There is something very honest in these last two executions, then, that will likely force some in the middle of this debate to lean more closely toward one camp or the other. Those who support capital punishment comforted in the belief that its latest iteration was clinical—like putting a pet to sleep—will likely reconsider that support so long as the men strapped to gurneys are gasping for air. And those who have supported capital punishment hoping that it would inflict more pain on murderers will get to see what that really looks like in practice, execution after execution. In 2014, Americans can no longer pretend that they’ve come up with a way to have capital punishment without the pain, or the guilt, or the commitment to constitutional principles.

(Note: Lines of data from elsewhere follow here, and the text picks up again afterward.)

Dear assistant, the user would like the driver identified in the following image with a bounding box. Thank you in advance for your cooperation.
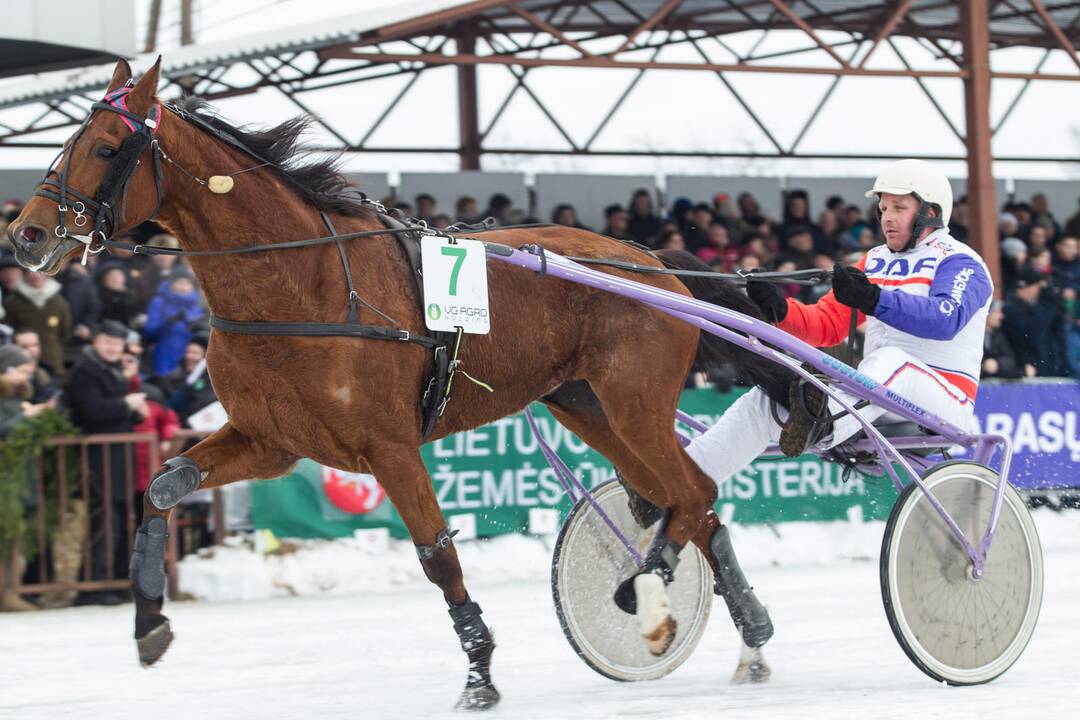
[687,160,994,484]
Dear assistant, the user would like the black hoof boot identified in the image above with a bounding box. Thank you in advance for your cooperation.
[146,458,202,511]
[135,615,173,667]
[708,525,772,648]
[780,378,832,458]
[615,470,664,530]
[130,516,173,667]
[449,600,499,710]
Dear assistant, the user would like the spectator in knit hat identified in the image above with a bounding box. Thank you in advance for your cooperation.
[600,203,633,240]
[998,213,1020,239]
[1001,237,1027,297]
[1001,266,1069,378]
[67,320,149,604]
[143,275,205,376]
[980,300,1024,378]
[3,272,71,378]
[56,256,102,366]
[1054,235,1080,293]
[97,264,145,327]
[626,188,660,245]
[12,327,60,403]
[131,233,188,310]
[0,345,49,612]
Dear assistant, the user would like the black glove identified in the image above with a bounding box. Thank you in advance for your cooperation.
[833,264,881,315]
[746,275,787,323]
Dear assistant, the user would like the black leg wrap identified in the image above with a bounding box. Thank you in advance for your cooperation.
[416,528,461,561]
[615,470,664,530]
[708,525,772,648]
[146,458,202,511]
[131,517,168,600]
[615,517,683,615]
[448,600,499,710]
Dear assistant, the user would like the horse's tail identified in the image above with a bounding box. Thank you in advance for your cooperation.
[656,250,795,407]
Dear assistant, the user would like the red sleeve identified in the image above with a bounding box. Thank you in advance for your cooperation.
[778,255,866,348]
[158,408,180,440]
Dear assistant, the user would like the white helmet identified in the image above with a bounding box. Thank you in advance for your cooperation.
[866,160,953,226]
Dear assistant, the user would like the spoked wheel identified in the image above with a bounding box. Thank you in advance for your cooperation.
[551,480,713,681]
[881,461,1042,685]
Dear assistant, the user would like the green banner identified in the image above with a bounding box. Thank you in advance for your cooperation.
[252,390,895,538]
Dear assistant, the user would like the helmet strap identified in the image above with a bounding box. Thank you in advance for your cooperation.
[904,198,945,250]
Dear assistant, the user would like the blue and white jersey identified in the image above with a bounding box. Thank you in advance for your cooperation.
[860,228,994,402]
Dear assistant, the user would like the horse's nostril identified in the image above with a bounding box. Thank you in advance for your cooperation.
[18,225,45,245]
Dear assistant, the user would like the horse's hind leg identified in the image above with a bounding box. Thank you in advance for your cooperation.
[596,378,772,668]
[131,425,297,667]
[544,381,719,655]
[365,446,499,710]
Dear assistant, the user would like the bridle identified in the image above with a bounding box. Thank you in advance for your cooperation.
[33,81,167,267]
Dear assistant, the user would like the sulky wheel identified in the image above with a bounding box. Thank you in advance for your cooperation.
[881,461,1042,685]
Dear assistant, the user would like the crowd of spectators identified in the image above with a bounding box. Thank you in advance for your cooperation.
[383,184,1080,378]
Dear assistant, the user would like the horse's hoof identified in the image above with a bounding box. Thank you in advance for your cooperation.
[731,644,772,685]
[454,684,499,710]
[634,572,678,657]
[135,620,173,667]
[644,615,678,657]
[146,458,203,511]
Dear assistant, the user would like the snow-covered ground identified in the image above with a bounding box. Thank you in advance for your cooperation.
[0,511,1080,720]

To me, what’s most fascinating about the drug drought, and the dubious fixes state officials have ginned up around it, isn’t just that the courts are going to have to look anew (and very quickly, judging by the list of coming executions this spring) at what they thought just a few years ago was the reasonably settled practice of lethal injections. It is that some states now are talking about moving backward on the evolutionary scale. Lawmakers in Wyoming and Missouri now want to go back and reestablish the firing squad as an option for those convicted of capital murder. If there is going to be pain in the death the state seeks to administer, those folks reckon it might as well come to a man standing at the end of a gun instead of lying down on a gurney with a needle in his arm. The future of capital punishment in America may also be its past.